In the spirit of Earth Day, this month we invited Chicago Wilderness members to share stories about personal or professional volunteer experiences that improve the health of nature and our communities. Benjamin Cox, President, Friends of the Forest Preserves and Co-Steward, Dan Ryan Woods, starts off the April series with a short reflection on his experience as a long-time volunteer leader.

Photo courtesy Benjamin Cox, Friends of the Forest Preserves.

By Benjamin Cox

Someone left an old pair of gym shoes in the grass next to our Metra Train platform, which happens to be a stone’s throw from Dan Ryan Woods – one of the only preserves of the Forest Preserve District of Cook County in the City of Chicago.

That pair of shoes had been there for months. At times they were buried in long grass or partially hidden by fallen brown leaves and even covered with a dusting of snow. On this day, they were once again all too evident.

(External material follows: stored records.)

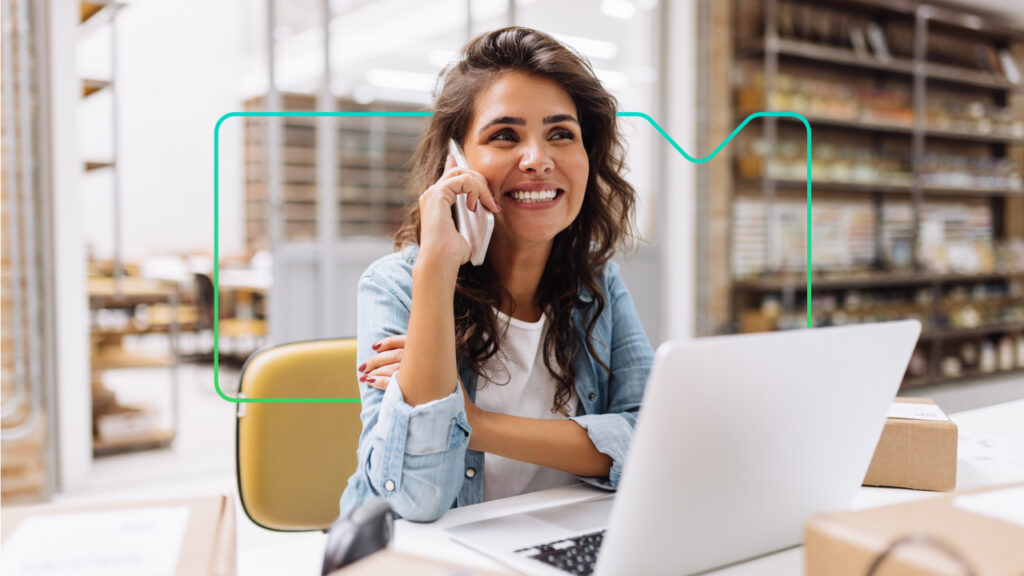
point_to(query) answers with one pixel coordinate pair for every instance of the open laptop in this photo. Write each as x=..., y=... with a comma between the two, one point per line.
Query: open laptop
x=739, y=441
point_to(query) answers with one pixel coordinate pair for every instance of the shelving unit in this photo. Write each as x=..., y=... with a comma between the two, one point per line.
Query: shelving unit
x=373, y=156
x=120, y=297
x=888, y=135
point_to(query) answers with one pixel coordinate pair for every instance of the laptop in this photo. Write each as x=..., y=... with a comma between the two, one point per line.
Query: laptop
x=739, y=441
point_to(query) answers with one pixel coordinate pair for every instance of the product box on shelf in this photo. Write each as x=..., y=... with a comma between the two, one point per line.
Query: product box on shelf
x=971, y=532
x=918, y=448
x=193, y=536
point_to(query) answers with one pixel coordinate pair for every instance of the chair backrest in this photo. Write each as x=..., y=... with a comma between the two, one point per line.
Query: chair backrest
x=294, y=459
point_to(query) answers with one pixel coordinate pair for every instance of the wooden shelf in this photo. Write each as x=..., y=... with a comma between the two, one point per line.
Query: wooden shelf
x=864, y=280
x=830, y=54
x=113, y=359
x=965, y=376
x=899, y=128
x=89, y=8
x=955, y=75
x=951, y=333
x=156, y=439
x=834, y=186
x=96, y=165
x=91, y=86
x=844, y=56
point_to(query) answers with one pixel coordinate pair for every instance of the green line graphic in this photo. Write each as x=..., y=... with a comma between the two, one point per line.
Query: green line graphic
x=216, y=214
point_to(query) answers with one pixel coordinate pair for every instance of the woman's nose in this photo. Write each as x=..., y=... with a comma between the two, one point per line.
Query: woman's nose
x=536, y=159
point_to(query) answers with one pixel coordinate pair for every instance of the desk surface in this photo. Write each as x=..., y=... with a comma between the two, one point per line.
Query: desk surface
x=303, y=552
x=431, y=540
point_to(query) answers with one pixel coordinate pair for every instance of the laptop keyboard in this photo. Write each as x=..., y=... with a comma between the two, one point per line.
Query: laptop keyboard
x=576, y=556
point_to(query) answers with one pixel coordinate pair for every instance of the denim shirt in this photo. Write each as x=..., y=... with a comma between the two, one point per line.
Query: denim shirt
x=417, y=458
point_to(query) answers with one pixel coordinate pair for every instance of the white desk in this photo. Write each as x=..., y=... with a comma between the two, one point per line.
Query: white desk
x=303, y=552
x=430, y=539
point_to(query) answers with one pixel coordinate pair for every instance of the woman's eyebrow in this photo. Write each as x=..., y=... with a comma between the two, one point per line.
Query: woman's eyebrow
x=505, y=120
x=559, y=118
x=517, y=121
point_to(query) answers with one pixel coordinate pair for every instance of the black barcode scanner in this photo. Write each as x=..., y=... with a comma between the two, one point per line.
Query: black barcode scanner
x=364, y=531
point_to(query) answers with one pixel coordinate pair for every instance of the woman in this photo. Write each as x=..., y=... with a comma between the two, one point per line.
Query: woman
x=536, y=359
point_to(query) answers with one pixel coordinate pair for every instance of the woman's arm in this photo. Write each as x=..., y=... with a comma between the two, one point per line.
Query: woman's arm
x=562, y=445
x=430, y=367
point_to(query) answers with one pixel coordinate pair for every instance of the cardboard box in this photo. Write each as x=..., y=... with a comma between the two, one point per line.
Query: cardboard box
x=391, y=563
x=977, y=531
x=913, y=451
x=208, y=547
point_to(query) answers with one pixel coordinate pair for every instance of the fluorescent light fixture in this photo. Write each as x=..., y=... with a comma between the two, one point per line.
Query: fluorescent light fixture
x=590, y=47
x=385, y=78
x=619, y=8
x=440, y=58
x=612, y=79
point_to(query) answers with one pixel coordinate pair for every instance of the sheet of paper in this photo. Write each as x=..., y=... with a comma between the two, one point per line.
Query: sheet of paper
x=1001, y=456
x=916, y=412
x=139, y=541
x=1006, y=504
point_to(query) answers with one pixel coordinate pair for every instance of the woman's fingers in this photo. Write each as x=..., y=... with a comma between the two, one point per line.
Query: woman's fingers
x=389, y=342
x=383, y=359
x=458, y=180
x=379, y=382
x=387, y=371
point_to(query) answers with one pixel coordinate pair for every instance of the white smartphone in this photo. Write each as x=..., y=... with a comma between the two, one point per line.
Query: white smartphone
x=474, y=227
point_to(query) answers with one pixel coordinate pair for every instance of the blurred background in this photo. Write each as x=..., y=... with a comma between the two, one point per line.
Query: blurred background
x=125, y=188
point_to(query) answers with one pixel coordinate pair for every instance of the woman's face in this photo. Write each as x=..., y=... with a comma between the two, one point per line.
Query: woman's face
x=524, y=138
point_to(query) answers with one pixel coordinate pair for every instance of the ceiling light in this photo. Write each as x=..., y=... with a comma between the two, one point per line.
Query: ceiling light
x=590, y=47
x=619, y=8
x=400, y=79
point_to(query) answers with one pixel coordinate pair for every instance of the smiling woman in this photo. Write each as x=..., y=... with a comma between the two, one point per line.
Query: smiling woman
x=525, y=372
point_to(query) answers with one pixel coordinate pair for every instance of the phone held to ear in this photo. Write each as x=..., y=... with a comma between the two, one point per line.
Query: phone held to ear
x=474, y=227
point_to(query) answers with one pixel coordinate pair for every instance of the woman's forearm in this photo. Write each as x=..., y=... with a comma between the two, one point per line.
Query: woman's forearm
x=563, y=445
x=428, y=363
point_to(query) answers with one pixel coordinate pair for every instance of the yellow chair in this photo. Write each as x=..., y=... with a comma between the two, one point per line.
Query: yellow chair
x=294, y=459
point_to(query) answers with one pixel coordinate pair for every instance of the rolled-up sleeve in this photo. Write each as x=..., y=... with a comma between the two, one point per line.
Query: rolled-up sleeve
x=410, y=456
x=630, y=359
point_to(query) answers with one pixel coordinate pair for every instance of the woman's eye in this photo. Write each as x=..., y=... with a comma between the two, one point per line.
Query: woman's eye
x=505, y=134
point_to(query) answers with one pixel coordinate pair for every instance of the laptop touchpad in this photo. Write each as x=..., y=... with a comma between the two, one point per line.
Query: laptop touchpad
x=579, y=517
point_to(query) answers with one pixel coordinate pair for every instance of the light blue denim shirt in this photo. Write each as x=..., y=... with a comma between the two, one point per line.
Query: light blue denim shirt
x=417, y=457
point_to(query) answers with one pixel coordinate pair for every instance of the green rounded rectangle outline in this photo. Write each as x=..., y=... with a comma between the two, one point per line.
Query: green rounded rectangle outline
x=216, y=215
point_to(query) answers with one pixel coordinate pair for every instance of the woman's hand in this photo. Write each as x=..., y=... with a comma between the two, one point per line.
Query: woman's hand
x=439, y=240
x=378, y=370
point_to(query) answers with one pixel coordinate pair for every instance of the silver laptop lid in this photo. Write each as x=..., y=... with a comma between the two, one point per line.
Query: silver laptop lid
x=741, y=439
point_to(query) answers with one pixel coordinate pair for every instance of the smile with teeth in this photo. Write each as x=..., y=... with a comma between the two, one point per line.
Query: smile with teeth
x=532, y=197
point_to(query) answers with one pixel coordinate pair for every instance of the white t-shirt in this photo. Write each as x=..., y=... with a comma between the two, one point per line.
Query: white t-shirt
x=529, y=393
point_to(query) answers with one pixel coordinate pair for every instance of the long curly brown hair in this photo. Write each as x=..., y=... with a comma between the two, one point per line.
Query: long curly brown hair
x=581, y=251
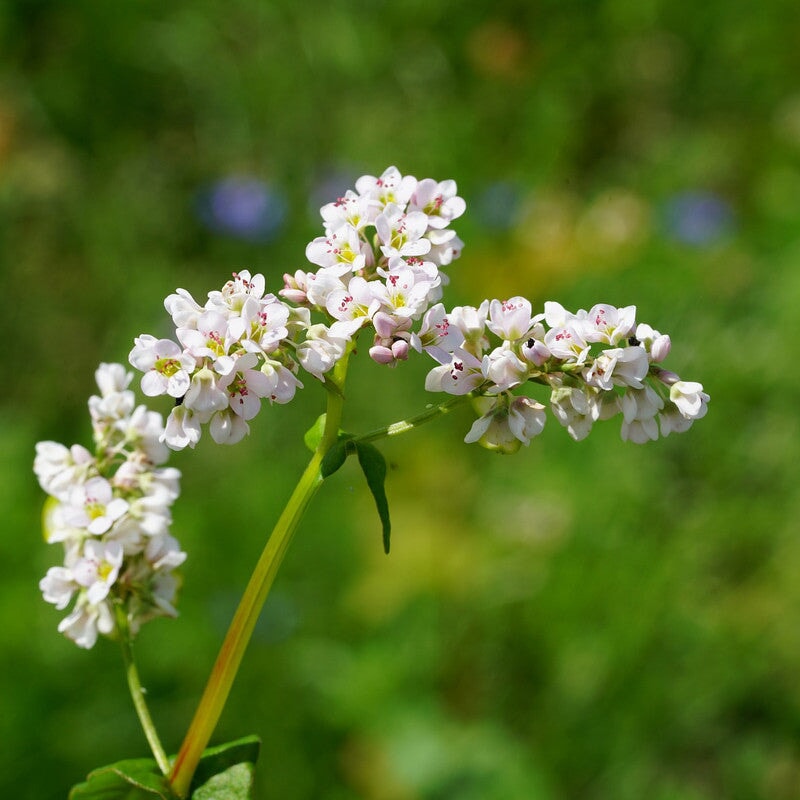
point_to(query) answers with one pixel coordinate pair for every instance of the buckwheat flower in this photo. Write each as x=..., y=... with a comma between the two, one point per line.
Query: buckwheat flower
x=165, y=365
x=320, y=350
x=403, y=294
x=577, y=409
x=98, y=568
x=567, y=343
x=352, y=307
x=510, y=319
x=350, y=210
x=183, y=428
x=640, y=405
x=639, y=431
x=92, y=506
x=58, y=586
x=437, y=336
x=658, y=345
x=460, y=376
x=183, y=309
x=58, y=467
x=438, y=201
x=556, y=316
x=507, y=422
x=402, y=234
x=144, y=429
x=86, y=621
x=504, y=368
x=262, y=325
x=390, y=187
x=320, y=285
x=230, y=299
x=535, y=350
x=204, y=395
x=672, y=421
x=608, y=324
x=690, y=399
x=208, y=338
x=112, y=379
x=471, y=322
x=341, y=252
x=245, y=386
x=295, y=286
x=618, y=366
x=281, y=382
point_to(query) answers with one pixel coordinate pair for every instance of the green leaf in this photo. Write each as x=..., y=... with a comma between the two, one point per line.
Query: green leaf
x=133, y=779
x=336, y=456
x=313, y=435
x=226, y=772
x=373, y=465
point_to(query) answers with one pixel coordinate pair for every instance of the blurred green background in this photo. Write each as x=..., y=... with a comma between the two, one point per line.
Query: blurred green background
x=582, y=620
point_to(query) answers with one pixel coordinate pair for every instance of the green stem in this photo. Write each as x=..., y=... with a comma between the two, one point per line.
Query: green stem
x=238, y=636
x=137, y=692
x=405, y=425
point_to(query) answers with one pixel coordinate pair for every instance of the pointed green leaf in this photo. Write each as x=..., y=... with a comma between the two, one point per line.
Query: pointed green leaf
x=373, y=465
x=226, y=772
x=133, y=779
x=313, y=435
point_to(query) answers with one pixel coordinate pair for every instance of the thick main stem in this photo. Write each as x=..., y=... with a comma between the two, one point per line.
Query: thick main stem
x=241, y=628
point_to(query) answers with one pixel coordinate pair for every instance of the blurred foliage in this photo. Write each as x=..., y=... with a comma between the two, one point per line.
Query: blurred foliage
x=591, y=620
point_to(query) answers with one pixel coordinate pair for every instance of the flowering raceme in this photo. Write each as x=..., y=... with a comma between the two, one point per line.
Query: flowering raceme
x=111, y=512
x=377, y=275
x=379, y=267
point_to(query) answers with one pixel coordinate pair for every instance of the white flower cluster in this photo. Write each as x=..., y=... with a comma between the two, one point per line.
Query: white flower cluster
x=378, y=266
x=379, y=259
x=111, y=512
x=596, y=364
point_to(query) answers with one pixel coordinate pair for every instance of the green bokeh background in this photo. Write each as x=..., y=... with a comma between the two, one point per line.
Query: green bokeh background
x=582, y=620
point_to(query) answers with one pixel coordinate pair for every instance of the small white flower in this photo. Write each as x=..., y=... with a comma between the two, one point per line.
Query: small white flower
x=438, y=201
x=567, y=343
x=165, y=365
x=98, y=568
x=460, y=376
x=609, y=324
x=204, y=395
x=86, y=621
x=576, y=409
x=92, y=506
x=58, y=467
x=690, y=398
x=510, y=319
x=112, y=379
x=504, y=369
x=390, y=187
x=402, y=234
x=182, y=428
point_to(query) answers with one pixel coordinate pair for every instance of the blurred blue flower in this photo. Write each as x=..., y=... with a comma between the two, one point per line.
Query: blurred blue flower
x=243, y=207
x=697, y=218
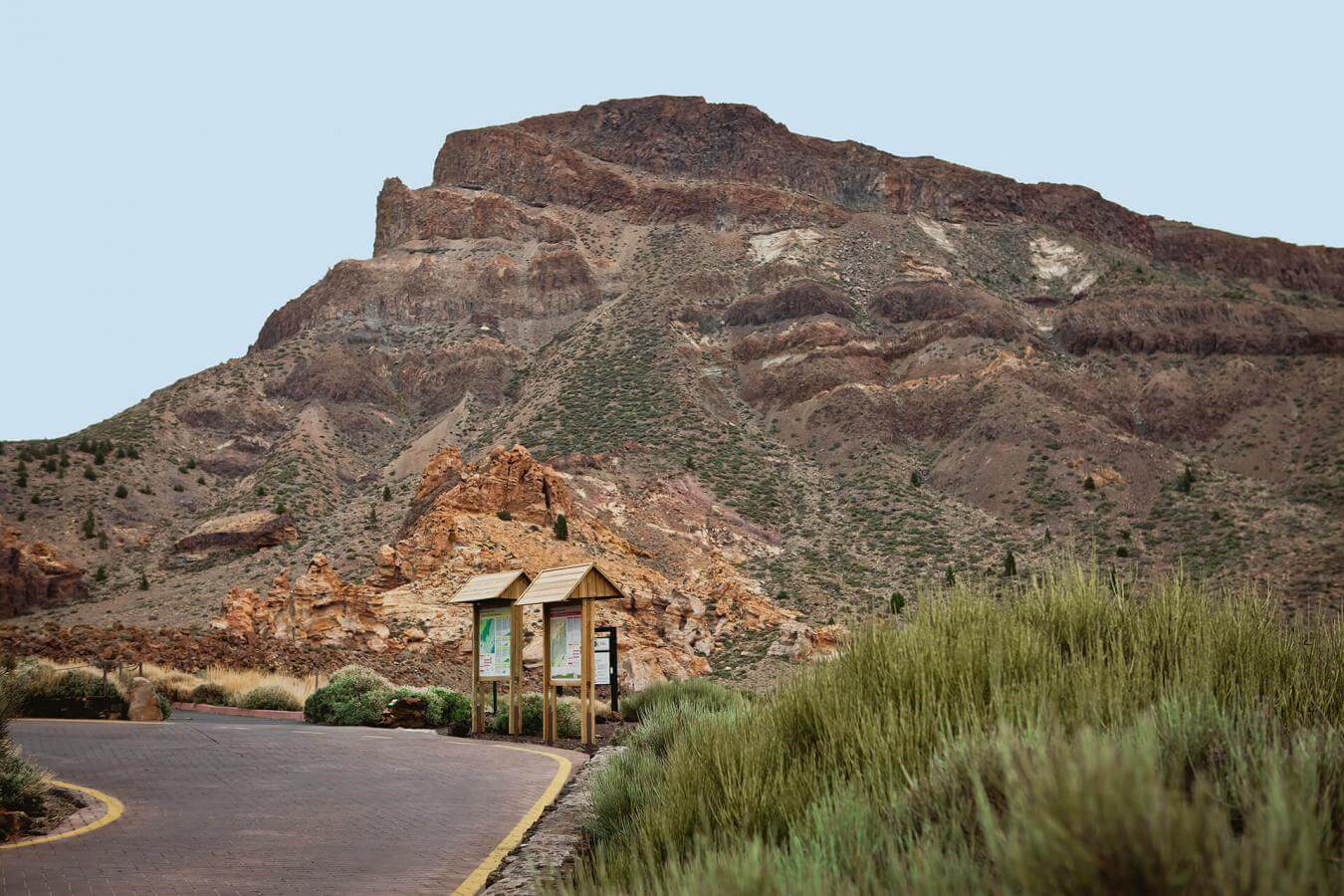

A couple weeks ago, I was early enough for the train – not to mention the warmer weather made it much easier to wait on the unprotected platform – that I had the time to pick them up and throw them in the garbage along with a couple of bottles. Litter really bothers me. But bottles, bottles are just waiting to be a huge problem to clean up if they are broken.

Noticing what I had done, a neighbor that is often also at that stop, said, “You’re a good neighbor. If we all did that the world would be a much cleaner place.”

He’s right.

For many years it has been my personal philosophy that just picking up three pieces of litter will make a difference. Let me explain. A great hike through the hills in the oak woodland at Dan Ryan Woods, for example, can quickly be ruined by focusing solely on litter and working hard to pick it all up. But, if I commit to just picking up three pieces, I can be at peace with having done my part today.

I can still enjoy my hike in the woods where we’ve been holding monthly workdays for more than 10 years. I know I did something. And, I can take solace in knowing that at some point I can join a group of volunteers and focus on a bigger clean up if needed.

Most of all, I know that leading by example does have an impact.